Prince Harry, the Duke of Sussex, will lead a global sustainable travel initiative to bring companies, consumers and communities together, he announced Tuesday in Amsterdam.
The initiative, called Travalyst, has been in the works for three years, Kensington Palace said. Harry began engaging in conversations with the travel industry in 2017, and the first official partnership meeting took place in January with a group of travel companies including Booking.com, Ctrip, Skyscanner, TripAdvisor and Visa, in hopes of making the tourism industry more environmentally responsible.
"Our world faces environmental challenges of unprecedented scope and scale," Harry said. "From deforestation and the loss of biodiversity, to ocean plastics and poaching, the problems can sometimes seem too big to fix. These human-caused challenges often need a giant system shift to make a significant enough impact."
Travalyst comes at a time when airlines and cruise companies, along with restaurant and hotel companies, are grappling with how to make the travel industry less damaging to the environment. It also comes weeks after the duke and his wife, Meghan, the Duchess of Sussex, came under fire for traveling on private jets, which have a greater relative carbon impact than commercial planes. The duke flew commercial to Amsterdam.
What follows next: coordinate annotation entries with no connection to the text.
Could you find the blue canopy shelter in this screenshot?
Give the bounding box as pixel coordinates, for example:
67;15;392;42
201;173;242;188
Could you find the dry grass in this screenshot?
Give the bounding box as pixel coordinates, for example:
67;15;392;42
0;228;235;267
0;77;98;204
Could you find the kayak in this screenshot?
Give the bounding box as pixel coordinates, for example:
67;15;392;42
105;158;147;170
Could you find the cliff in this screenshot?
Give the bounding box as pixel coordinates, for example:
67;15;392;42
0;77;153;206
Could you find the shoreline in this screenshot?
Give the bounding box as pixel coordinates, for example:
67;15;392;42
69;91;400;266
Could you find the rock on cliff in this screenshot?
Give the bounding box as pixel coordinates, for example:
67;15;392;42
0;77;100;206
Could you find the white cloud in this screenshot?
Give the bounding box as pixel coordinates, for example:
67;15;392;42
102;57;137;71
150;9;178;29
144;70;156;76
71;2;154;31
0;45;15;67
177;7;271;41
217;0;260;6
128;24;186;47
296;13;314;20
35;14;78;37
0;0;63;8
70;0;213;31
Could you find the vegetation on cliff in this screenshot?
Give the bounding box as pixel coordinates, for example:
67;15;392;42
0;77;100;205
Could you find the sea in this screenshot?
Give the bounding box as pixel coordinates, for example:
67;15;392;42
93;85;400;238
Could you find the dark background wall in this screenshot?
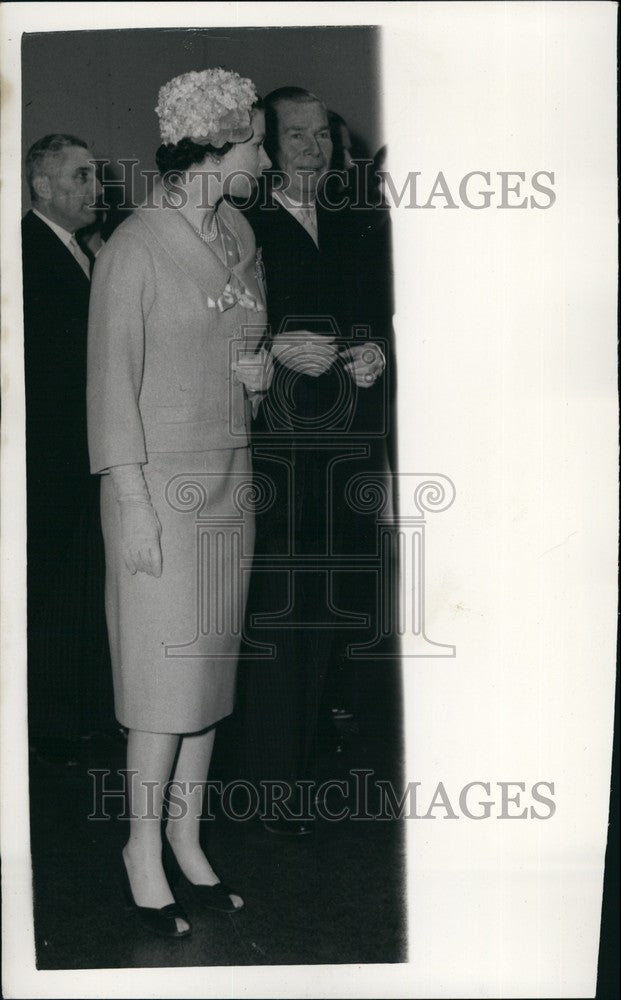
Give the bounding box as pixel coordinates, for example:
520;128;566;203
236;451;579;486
22;26;384;211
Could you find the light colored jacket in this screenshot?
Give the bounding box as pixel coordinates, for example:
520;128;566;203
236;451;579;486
87;202;266;472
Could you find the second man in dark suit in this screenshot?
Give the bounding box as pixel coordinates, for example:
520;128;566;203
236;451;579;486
22;133;113;761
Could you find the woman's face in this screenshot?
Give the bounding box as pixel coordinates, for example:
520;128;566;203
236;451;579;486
219;111;272;198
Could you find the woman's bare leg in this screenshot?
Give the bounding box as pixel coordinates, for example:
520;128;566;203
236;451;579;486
166;728;243;906
123;729;188;930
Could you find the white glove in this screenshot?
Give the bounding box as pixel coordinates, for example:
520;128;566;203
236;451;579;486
231;347;274;394
110;465;162;576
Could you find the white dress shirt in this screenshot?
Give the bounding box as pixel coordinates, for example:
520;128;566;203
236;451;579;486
272;191;319;247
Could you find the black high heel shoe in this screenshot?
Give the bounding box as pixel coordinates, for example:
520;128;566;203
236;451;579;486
121;858;192;938
162;835;244;913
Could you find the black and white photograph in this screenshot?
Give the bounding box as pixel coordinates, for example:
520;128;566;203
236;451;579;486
0;2;618;998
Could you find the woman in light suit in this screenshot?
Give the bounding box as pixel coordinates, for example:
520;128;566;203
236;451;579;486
88;69;270;937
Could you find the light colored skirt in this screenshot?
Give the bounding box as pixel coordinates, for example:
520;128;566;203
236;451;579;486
101;448;254;733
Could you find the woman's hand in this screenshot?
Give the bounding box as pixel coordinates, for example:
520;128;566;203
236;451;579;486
110;465;162;576
119;500;162;576
231;347;274;395
342;343;386;389
272;330;337;378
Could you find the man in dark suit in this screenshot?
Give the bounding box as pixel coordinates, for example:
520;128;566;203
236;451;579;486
22;134;113;761
232;87;385;835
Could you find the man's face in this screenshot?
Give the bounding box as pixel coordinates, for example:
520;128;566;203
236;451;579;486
276;101;332;198
37;146;101;233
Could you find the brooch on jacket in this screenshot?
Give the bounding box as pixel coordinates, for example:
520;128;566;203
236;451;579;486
254;247;267;288
207;280;265;312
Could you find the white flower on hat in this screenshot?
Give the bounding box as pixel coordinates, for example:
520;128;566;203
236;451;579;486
155;68;257;149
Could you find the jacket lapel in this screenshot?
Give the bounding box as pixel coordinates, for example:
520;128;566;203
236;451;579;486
136;190;263;303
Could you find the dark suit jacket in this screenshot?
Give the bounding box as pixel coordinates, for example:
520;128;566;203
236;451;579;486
22;212;96;590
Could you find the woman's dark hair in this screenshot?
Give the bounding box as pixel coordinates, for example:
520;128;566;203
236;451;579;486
155;97;263;177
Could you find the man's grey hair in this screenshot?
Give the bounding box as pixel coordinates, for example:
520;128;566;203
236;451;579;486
26;132;88;202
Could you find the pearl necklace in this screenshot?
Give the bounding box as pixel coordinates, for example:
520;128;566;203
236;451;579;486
192;215;218;243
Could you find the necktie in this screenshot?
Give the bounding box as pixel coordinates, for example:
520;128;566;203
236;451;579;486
298;205;319;245
67;235;91;281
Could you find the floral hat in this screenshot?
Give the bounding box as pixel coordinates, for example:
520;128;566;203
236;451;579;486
155;69;257;149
The consortium aims to educate people about sustainable travel, overtourism and make it easier for them to understand whether their own travels are helping or hurting the planet and who is benefiting from travel dollars.
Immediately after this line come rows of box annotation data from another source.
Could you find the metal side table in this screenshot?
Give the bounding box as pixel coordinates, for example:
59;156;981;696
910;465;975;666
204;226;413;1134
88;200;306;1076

"We want to make sustainability a priority across the entire travel experience," said Gillian Tans, Booking.com's chairwoman. "Another goal is how to minimize the environmental footprint of travel, and the other goal is to protect and preserve local environments, welfare and cultural heritage and help to improve the welfare of local people for the longer term."
Increasingly, people expect travel companies to offer more sustainable options and want the money they spend on tourism to go back into the local communities they visit, and that's where Travalyst will come in, Harry said.
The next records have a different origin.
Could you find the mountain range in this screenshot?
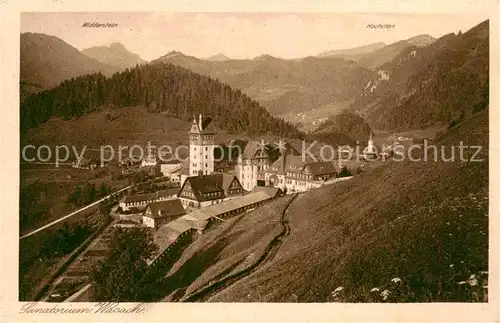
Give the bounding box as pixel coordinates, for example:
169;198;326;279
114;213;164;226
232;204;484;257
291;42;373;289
349;21;489;130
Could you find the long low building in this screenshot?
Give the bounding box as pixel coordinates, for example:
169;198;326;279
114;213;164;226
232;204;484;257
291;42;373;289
119;188;179;212
148;187;283;266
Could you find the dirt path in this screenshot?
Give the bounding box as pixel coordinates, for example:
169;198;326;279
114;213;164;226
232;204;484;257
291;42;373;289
184;194;298;302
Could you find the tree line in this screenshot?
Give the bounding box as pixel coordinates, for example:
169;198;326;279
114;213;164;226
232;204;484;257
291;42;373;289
21;63;304;139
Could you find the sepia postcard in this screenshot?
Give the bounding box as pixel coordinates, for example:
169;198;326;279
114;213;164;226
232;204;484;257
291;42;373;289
0;1;500;322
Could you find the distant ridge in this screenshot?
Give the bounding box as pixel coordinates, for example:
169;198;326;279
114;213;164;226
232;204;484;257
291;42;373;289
20;32;117;99
82;43;146;69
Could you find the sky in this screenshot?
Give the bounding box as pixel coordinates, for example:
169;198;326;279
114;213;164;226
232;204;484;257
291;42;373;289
21;12;487;61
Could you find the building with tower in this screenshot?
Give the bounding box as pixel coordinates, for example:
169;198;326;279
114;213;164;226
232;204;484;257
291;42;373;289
363;132;378;160
235;141;271;191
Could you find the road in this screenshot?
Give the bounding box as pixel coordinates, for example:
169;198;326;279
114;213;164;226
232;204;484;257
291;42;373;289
19;185;132;240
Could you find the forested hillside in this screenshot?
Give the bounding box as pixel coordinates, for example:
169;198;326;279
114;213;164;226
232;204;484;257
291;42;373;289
21;64;303;138
351;21;489;130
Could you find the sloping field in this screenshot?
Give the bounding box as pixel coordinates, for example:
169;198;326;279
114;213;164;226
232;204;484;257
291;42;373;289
172;111;488;302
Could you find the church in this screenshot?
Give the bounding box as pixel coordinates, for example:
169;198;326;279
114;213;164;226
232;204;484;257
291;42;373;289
178;114;246;210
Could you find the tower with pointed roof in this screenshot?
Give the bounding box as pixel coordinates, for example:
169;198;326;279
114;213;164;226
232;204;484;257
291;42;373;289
189;114;215;176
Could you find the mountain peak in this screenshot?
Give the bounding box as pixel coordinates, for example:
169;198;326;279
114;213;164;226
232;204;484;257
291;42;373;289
109;42;127;50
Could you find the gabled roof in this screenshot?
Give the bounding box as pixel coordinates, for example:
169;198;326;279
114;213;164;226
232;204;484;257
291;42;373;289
161;163;182;174
250;186;283;198
148;199;186;218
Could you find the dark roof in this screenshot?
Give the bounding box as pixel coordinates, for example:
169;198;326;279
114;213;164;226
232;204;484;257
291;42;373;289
148;199;186;218
179;173;241;201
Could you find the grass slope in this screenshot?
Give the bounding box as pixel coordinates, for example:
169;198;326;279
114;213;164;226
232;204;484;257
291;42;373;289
204;111;488;302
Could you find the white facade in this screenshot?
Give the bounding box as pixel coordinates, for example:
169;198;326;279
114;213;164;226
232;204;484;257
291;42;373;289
236;159;269;191
142;215;155;228
189;114;215;176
"Sometimes when we appreciate the world's beauty, we heighten its fragility," he said. "It's a paradox. But in our enthusiasm we can put great strain on the natural wonders we travel to see as well as the communities that call these places home."
A number of travel companies have recently launched sustainability initiatives, including the hotel companies IHG and Marriott, both of which said they would ban small plastic bottles of bath and skin products. KLM, the Dutch airline, has run ads asking consumers to rethink their travel plans and perhaps skip a plane trip.
But this will be the first time a member of the British royal family has been involved. Harry previously has publicly supported mental health awareness, founded a charity to help children living with HIV/AIDS and has spoken about environmental conservation projects across Africa.
"If you think about the duke," Tans said, "for all his life he has been supporting conservation projects, and also he has traveled so much and has seen the connection between environmental damage, community struggles and tourism."
She added that Harry's passion for sustainable travel has been evident throughout the planning and organization of Travalyst.
On Saturday, Harry and Meghan announced on Instagram that in the next few weeks they would be traveling to South Africa as a family and that the Harry would visit Malawi, Botswana and Angola. In the post, the couple also called attention to 22 organizations, most of them local groups that work in conservation and local empowerment in countries including Namibia, South Africa, Zimbabwe and Kenya.
In the debate over whether travel is a net good or bad for the planet, Harry appears to come down on the side of good.
"If conducted responsibly, tourism can benefit communities for generations," he said.
The United Nations World Tourism Organization said that in 2018, 1.4 billion people traveled internationally, and it estimates that 1.8 billion international trips will be taken annually by 2030. Since 2000, the number of trips taken annually by people around the world has more than doubled, according to the World Bank, and there is no sign of these numbers tapering off.
The U.N. estimates that in 10 years, the number of tourists visiting countries in emerging markets will reach 1 billion annually, making up 57 percent of all international trips globally. That is one of the reasons that Travalyst is focusing on the communities affected by travel.
"By harnessing the power of the private sector, Travalyst will complement some of the great work already being done by NGOs, activists, governments, and multilateral organizations across the world," Harry said.